Imagine trying to prevent the French to protest

[–] [email protected] 3 points 4 months ago (1 children)

Well, we can't trust that corruption would be low enough that this wouldn't be exploited for other reasons. Child trafficking and exploitation is off the charts. If this did actually help those kids I'd consider supporting it. But I do remember when Apple announced that they would do this that some groups that seemed reputable claimed that it wouldn't actually help. I don't know what to think of it.

[–] [email protected] 5 points 4 months ago

99.9% of CSAM sharing etc. happens on the dark web forums, not on like, whatsapp or signal. So this legislation wouldn’t help prevent or catch those people

[–] [email protected] 2 points 4 months ago (3 children)

I was interested in Apple's approach where they would look at checksums of the images to see if they matched checksums of known CSAM. Its trivial to defeat by changing even a single pixel, but it's the only acceptable way to implement this scanning. Any other method is an overreach and a huge invasion of privacy.

[–] [email protected] 10 points 4 months ago* (last edited 4 months ago) (1 children)

Its trivial to defeat

Maybe, depending on the algorithm used. Some are designed to produce the same output given similar inputs.

It's also easy to abuse systems like that in order to get someone falsely flagged, by generating a file with the same checksum as known CSAM.

It's also easy for someone in power (or with the right access) to add checksums of anything they don't like, such as documents associated with opposing political or religious views.

In other words, still invasive and dangerous.

More thoughts here: https://www.eff.org/deeplinks/2019/11/why-adding-client-side-scanning-breaks-end-end-encryption

[–] [email protected] 2 points 4 months ago* (last edited 4 months ago) (2 children)

Checksums wouldnt work well for their purposes if they could easily be made to match any desired checksum. It's one way math.

[–] [email protected] 3 points 4 months ago* (last edited 4 months ago)

One-way math doesn't preclude finding a collision.

(And just to be clear, checksum in the context of this conversation is a generic term that includes cryptographic hashes and perceptual hashes.)

Also, since we're talking about a list of checksums, an attacker wouldn't even have to find a collision with a specific one to get someone in trouble. This makes an attack far easier. See also: the birthday problem.

[–] [email protected] 2 points 4 months ago

Checksums, on the other hand, are designed to minimize the probability of collisions between similar inputs, without regard for collisions between very different inputs.[8] Instances where bad actors attempt to create or find hash collisions are known as collision attacks.[9]

https://en.m.wikipedia.org/wiki/Hash_collision#:~:text=Checksums%2C%20on%20the%20other%20hand,are%20known%20as%20collision%20attacks.

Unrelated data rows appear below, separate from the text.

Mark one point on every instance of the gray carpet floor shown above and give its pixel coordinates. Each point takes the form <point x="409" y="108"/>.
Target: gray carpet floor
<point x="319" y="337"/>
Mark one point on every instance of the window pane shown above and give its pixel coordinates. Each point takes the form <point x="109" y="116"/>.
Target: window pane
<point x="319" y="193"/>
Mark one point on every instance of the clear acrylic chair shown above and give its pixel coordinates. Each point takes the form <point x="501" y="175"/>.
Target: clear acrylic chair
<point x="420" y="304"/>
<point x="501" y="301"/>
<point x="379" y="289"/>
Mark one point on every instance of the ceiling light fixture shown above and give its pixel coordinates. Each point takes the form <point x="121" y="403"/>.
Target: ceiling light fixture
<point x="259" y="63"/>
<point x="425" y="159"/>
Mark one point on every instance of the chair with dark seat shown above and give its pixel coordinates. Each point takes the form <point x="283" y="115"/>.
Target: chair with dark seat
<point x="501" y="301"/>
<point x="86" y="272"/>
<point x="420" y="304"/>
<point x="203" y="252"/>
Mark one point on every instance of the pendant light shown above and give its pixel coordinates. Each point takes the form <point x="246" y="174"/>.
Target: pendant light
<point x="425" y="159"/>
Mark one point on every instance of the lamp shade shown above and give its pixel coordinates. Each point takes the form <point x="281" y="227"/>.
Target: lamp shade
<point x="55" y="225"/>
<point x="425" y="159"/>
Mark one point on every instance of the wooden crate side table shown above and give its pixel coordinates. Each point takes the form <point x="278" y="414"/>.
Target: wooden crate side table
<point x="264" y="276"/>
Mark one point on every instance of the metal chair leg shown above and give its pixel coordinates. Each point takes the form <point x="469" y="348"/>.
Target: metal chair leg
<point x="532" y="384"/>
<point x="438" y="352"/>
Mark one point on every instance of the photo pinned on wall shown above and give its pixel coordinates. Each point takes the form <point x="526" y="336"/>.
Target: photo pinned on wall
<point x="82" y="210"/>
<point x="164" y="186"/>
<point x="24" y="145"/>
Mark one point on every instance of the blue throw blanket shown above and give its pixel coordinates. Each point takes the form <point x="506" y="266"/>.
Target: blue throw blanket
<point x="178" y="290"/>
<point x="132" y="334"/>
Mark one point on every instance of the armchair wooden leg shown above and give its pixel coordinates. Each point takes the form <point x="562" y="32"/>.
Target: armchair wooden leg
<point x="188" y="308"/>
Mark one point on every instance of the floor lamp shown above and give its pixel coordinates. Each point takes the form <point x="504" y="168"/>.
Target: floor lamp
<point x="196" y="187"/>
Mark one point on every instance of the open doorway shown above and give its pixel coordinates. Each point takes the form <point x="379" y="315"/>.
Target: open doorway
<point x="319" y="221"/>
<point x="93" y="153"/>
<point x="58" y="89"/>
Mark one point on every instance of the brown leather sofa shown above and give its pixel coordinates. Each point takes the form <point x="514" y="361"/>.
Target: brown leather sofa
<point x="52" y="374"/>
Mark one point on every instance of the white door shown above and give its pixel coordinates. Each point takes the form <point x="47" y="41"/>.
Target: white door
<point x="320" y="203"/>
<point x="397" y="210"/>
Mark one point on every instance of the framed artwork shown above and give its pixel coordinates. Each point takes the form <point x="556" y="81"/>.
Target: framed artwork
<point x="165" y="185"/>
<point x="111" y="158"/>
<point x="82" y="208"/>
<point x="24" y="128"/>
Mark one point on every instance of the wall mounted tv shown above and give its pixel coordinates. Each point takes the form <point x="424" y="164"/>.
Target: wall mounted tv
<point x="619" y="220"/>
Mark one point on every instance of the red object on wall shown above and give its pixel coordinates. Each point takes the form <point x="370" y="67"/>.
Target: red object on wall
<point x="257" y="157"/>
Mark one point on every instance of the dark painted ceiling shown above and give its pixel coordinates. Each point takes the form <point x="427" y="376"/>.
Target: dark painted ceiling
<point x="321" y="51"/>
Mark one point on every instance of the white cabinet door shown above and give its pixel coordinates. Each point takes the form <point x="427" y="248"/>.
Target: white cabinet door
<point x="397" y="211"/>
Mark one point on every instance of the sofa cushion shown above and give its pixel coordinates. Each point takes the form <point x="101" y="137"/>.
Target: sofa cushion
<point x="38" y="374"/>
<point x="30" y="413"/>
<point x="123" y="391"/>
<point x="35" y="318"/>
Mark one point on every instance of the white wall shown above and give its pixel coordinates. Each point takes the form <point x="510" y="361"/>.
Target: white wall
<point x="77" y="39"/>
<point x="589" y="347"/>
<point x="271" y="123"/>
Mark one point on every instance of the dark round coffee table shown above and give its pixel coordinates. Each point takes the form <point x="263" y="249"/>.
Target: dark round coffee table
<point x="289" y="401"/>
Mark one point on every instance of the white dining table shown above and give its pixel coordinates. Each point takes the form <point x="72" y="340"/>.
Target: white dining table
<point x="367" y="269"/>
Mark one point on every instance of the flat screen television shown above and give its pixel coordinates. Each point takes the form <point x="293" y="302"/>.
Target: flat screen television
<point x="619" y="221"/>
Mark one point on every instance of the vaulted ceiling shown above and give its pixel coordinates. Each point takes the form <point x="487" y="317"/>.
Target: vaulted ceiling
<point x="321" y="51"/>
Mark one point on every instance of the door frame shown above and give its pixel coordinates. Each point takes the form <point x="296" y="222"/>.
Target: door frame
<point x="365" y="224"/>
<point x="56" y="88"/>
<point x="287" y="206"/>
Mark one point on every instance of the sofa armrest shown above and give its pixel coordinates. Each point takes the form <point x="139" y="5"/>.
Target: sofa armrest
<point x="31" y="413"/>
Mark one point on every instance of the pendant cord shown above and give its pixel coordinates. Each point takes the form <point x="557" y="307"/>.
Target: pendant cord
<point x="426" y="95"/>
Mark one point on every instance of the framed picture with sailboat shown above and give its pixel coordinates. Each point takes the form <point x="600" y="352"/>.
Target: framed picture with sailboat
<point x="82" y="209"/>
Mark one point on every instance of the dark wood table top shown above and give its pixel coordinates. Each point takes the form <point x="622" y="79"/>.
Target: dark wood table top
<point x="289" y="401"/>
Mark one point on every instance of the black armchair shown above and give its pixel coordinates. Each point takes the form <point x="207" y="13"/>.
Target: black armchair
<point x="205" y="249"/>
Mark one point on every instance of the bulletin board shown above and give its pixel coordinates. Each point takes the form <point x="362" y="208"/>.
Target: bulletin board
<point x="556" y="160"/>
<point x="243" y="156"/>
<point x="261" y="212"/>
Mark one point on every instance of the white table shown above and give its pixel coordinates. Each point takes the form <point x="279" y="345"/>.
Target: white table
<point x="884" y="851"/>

[–] [email protected] 9 points 4 months ago

Even this method is overreach: who control the database?

Journalist have a scoop on a US violation of civil rights? Well not if it is important to the CIA who slipped the PDF that was their evidence into the hash pool and had his phone silently rat him out as the one reporting.

This hands ungodly power to those running that database. It's blind, and it "only flags the bad things". Which we all agree CSAM is bad, but I can easily ruin someone inconvenient to me if I was in that position by just ensuring some of his personal and unique photo get into the hash. It's a one way process, so everyone would just believe definitively that this radical MLK guy is a horrible pedo because we got some images off his phone in a diner.

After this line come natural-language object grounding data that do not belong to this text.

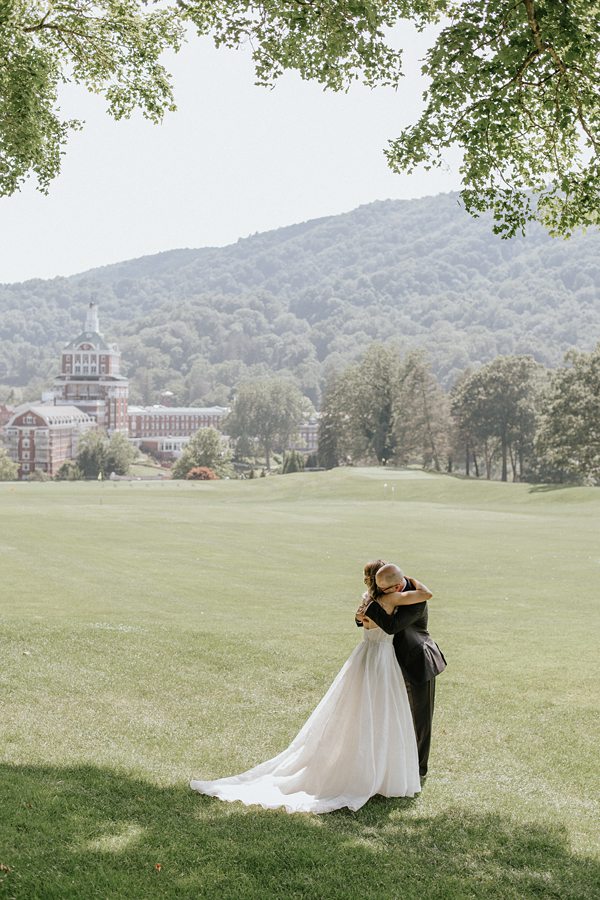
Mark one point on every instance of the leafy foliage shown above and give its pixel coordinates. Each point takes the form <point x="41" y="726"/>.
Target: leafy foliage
<point x="99" y="455"/>
<point x="8" y="469"/>
<point x="568" y="441"/>
<point x="112" y="47"/>
<point x="206" y="449"/>
<point x="514" y="85"/>
<point x="293" y="461"/>
<point x="265" y="413"/>
<point x="201" y="473"/>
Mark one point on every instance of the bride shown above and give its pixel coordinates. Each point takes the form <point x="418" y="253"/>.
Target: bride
<point x="358" y="742"/>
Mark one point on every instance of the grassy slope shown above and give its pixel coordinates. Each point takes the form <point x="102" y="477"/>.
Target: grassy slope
<point x="150" y="632"/>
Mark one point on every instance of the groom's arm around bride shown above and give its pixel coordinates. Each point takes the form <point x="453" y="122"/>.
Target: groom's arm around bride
<point x="418" y="655"/>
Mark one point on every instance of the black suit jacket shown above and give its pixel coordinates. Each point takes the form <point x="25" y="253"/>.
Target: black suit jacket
<point x="417" y="653"/>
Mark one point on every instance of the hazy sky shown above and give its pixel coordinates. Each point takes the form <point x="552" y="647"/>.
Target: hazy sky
<point x="234" y="159"/>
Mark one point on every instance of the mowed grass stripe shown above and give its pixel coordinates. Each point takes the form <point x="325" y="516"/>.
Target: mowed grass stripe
<point x="150" y="632"/>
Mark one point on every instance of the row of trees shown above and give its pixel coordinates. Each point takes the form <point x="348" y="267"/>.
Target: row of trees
<point x="511" y="417"/>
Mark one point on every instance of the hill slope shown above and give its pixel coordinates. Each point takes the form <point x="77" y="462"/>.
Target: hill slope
<point x="310" y="296"/>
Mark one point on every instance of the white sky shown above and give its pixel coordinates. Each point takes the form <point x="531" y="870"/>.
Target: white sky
<point x="234" y="159"/>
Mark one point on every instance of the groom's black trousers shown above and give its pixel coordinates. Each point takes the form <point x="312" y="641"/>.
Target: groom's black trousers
<point x="421" y="698"/>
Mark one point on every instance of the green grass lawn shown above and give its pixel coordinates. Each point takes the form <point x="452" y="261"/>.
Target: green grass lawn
<point x="151" y="632"/>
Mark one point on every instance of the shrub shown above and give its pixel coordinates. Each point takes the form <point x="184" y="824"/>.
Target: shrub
<point x="201" y="473"/>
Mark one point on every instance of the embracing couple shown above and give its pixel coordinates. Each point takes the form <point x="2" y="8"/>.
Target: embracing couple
<point x="371" y="732"/>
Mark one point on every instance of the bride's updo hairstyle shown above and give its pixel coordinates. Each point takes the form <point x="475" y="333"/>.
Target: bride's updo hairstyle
<point x="370" y="571"/>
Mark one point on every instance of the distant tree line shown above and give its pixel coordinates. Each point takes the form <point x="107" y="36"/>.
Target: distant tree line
<point x="304" y="301"/>
<point x="511" y="418"/>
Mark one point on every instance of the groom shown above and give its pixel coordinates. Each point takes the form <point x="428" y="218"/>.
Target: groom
<point x="418" y="655"/>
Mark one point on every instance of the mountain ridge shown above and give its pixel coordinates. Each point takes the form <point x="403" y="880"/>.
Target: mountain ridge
<point x="307" y="298"/>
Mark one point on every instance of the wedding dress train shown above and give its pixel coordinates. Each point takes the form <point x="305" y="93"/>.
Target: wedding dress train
<point x="358" y="742"/>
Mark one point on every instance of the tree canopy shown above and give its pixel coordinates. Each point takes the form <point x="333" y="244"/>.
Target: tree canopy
<point x="512" y="83"/>
<point x="112" y="47"/>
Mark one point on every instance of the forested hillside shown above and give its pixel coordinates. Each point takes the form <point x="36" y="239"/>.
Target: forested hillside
<point x="306" y="299"/>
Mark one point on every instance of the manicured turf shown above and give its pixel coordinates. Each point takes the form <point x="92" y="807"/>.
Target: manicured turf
<point x="151" y="632"/>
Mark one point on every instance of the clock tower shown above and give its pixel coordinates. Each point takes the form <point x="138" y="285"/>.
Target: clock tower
<point x="90" y="377"/>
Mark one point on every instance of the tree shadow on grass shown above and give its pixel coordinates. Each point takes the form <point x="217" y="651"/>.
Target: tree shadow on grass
<point x="87" y="832"/>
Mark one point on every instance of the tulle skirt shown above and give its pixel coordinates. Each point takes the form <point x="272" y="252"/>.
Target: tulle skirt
<point x="358" y="742"/>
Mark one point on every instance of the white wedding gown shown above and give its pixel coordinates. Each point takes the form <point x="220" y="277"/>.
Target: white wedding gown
<point x="359" y="741"/>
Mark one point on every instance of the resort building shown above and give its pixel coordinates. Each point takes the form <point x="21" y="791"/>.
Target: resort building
<point x="40" y="437"/>
<point x="176" y="421"/>
<point x="90" y="377"/>
<point x="163" y="431"/>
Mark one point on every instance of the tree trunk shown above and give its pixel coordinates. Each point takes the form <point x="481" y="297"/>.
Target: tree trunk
<point x="513" y="463"/>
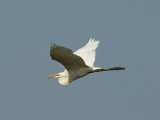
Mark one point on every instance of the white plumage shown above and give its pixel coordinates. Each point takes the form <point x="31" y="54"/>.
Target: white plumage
<point x="77" y="64"/>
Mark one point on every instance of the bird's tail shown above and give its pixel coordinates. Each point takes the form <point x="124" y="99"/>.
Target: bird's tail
<point x="109" y="69"/>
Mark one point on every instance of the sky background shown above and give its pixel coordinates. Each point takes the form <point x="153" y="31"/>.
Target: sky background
<point x="129" y="34"/>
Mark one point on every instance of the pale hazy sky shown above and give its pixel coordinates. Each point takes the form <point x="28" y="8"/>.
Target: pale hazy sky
<point x="129" y="34"/>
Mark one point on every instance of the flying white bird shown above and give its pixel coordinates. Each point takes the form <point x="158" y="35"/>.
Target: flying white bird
<point x="77" y="64"/>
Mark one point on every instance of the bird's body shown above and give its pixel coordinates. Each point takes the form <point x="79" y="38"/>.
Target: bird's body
<point x="77" y="64"/>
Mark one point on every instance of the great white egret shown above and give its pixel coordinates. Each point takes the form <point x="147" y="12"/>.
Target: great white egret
<point x="77" y="64"/>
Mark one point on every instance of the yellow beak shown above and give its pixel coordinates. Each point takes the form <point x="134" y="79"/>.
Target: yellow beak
<point x="52" y="76"/>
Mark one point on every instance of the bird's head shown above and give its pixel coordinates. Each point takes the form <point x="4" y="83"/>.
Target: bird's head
<point x="55" y="76"/>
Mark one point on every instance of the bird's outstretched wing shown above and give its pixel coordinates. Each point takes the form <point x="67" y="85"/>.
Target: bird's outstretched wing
<point x="88" y="52"/>
<point x="66" y="57"/>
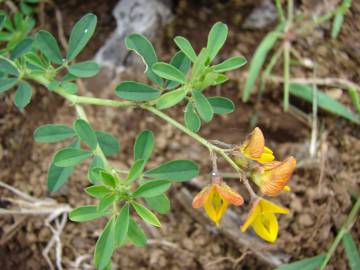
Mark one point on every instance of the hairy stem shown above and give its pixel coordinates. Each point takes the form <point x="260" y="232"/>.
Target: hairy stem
<point x="78" y="100"/>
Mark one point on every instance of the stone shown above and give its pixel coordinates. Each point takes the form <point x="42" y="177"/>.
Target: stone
<point x="140" y="16"/>
<point x="262" y="16"/>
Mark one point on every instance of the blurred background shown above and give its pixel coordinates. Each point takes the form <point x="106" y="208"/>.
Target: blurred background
<point x="324" y="183"/>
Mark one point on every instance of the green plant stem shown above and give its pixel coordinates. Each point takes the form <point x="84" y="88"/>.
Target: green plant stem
<point x="204" y="142"/>
<point x="344" y="229"/>
<point x="82" y="115"/>
<point x="290" y="11"/>
<point x="77" y="100"/>
<point x="286" y="74"/>
<point x="280" y="10"/>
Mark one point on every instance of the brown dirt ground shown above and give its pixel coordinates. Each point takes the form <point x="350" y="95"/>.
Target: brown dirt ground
<point x="318" y="208"/>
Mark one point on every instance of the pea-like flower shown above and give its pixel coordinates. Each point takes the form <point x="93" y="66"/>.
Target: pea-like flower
<point x="273" y="177"/>
<point x="263" y="220"/>
<point x="215" y="199"/>
<point x="254" y="147"/>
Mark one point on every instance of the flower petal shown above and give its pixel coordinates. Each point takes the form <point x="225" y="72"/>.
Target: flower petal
<point x="254" y="212"/>
<point x="276" y="178"/>
<point x="215" y="206"/>
<point x="201" y="197"/>
<point x="265" y="157"/>
<point x="229" y="194"/>
<point x="266" y="226"/>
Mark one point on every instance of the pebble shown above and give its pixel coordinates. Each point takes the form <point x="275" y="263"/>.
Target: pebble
<point x="306" y="220"/>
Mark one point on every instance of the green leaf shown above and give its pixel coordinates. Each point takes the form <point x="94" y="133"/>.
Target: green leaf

[–] [email protected] 1 points 4 months ago* (last edited 4 months ago)

It's not as easy to defeat as just changing the pixel....

CSAM detection often uses existing features for image matching such as PhotoDNA by Microsoft. Similarly both Facebook and Google also have image matching algorithms and software that is used for CSAM detection which.

These are all hash based image matching tools used for broad feature sets such as reverse image search in bing, and are not defeated by simply changing a pixel. Or even redrawing parts of the whole image itself.

You're not just throwing an md5 or an sha at an images binary. It's much more nuanced and complex than that, otherwise hash based image matching would be essentially useless for anything of consequence.